Beautiful pieces Peter. However, based on your description of Ed, I bet he'd want you to smoke that pipe!


----------



## Zeabed (Apr 23, 2009)

And his blends were also legendary. Park-Lane Tobacconists, also in New York State, have produced several blends inspired by the old Ed Burak originals. Connoisseurs Flake is based on Ed's Scottish Flake (iirc?) and Turkish Delight on Turkish Black. I'm sure there are others.


----------



## freestoke (Feb 13, 2011)

That is a beautiful calabash. Man! And a nice remembrance, too! My epiphany was at http://www.cigarforums.net/forums/vb/general-pipe-forum/296637-mincers-pipe-shop.html. I can definitely relate. :biggrin:

Sheesh, Zeabed, how do you come up with this stuff! :lol:


----------



## keen smoke (Sep 8, 2010)

Very nice, and thanks for sharing the background. Sounds like quite the pipeman, you're lucky to have run into someone like that.


----------



## MrRogers (Jun 15, 2009)

Zeabed said:


> And his blends were also legendary. Park-Lane Tobacconists, also in New York State, have produced several blends inspired by the old Ed Burak originals. Connoisseurs Flake is based on Ed's Scottish Flake (iirc?) and Turkish Delight on Turkish Black. I'm sure there are others.

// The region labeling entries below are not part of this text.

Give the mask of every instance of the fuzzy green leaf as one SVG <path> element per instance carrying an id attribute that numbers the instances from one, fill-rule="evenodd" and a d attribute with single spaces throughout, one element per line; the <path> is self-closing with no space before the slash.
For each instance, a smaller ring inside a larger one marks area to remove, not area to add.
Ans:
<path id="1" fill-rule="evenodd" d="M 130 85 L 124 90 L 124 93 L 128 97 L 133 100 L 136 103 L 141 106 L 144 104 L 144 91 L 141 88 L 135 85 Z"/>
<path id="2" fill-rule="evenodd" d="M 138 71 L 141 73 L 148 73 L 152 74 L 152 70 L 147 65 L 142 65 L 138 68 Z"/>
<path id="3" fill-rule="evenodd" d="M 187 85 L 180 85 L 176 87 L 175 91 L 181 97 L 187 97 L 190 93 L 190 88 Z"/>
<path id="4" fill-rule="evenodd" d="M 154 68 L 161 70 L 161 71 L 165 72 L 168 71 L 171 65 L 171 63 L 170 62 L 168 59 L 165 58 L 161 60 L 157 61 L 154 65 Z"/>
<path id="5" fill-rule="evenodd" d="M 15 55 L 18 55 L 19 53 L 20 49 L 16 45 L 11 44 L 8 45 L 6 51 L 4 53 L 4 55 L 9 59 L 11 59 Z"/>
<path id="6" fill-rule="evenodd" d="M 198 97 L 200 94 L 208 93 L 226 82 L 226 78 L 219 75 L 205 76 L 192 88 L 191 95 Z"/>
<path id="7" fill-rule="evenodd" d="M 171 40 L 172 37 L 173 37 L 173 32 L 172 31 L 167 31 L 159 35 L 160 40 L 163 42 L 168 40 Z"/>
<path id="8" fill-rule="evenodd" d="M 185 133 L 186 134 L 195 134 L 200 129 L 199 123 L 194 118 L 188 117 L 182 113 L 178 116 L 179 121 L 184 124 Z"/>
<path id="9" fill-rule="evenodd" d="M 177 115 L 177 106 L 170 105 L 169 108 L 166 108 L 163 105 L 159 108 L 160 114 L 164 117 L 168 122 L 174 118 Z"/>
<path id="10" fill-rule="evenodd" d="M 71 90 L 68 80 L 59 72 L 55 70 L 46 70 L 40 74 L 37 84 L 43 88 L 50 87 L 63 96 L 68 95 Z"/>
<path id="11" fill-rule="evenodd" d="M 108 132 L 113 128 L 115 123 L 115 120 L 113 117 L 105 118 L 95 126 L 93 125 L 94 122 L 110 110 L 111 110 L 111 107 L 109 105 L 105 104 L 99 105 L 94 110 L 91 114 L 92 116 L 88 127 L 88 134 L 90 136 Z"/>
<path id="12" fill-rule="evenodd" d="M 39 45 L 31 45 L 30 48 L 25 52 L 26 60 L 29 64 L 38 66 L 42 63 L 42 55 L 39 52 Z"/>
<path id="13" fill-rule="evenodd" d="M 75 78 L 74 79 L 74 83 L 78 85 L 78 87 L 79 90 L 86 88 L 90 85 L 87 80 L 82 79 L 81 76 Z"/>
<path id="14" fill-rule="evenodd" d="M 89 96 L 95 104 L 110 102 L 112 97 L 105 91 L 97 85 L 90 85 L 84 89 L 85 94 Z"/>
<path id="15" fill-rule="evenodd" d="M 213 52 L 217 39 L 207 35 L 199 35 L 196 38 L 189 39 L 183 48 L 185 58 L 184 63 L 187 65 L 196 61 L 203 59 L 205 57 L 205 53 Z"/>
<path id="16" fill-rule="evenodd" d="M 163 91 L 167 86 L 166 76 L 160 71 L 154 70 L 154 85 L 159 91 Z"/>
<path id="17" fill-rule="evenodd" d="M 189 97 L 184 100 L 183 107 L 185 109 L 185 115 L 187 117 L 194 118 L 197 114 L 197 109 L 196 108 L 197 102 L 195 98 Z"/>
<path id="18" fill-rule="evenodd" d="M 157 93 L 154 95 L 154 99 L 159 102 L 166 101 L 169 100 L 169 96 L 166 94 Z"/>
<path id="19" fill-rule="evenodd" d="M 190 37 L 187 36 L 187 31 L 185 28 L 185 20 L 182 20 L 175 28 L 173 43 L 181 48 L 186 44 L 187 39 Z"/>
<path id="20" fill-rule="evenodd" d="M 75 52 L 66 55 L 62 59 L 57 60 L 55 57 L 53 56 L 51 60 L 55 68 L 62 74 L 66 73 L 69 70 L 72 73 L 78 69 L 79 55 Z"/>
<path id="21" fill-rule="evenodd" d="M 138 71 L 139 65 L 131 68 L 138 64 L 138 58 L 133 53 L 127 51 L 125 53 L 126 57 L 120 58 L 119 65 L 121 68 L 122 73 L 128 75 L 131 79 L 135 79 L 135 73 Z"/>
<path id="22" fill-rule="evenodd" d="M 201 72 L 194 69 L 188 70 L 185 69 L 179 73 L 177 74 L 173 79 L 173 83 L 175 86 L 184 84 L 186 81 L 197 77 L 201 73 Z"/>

Scottish ribbon was legendary. I smoke alot of Connoisseurs and Liebman's flake from PL which is a pretty close approximation. Wasnt aware that Paul cloned his turkish blend also. Toasted cavendish was an other great Burak blend. To bad he didn't continue to sell online or pass his recipes on to another blender.

Peter


----------



## Zeabed (Apr 23, 2009)

freestoke said:


> That is a beautiful calabash. Man! And a nice remembrance, too! My epiphany was at http://www.cigarforums.net/forums/vb/general-pipe-forum/296637-mincers-pipe-shop.html. I can definitely relate. :biggrin:
> 
> *Sheesh, Zeabed, how do you come up with this stuff!* :lol:


Ain't complicated. I hear things. :ear: And I read things. was told this by several smokers who used to buy those Ed Burak blends and were heartbroken when he closed shop, until Park-Lane came up with its emulations of some of his blends. Park-Lane itself confirmed it to me in phone conversations during my frequent orders. Also, it's in their web page description of Turkish Mystery and Connoisseurs Flake. I understand moreover that one of their blenders had an inside track on the Burak recipes.

Some aficionados consider P-L Liebman's Scottish Flake to be a closer to the original than is Connoisseurs Flake. Connoisseurs Flake is a tip of the hat to EB's Connoisseurs Pipe Shop.


----------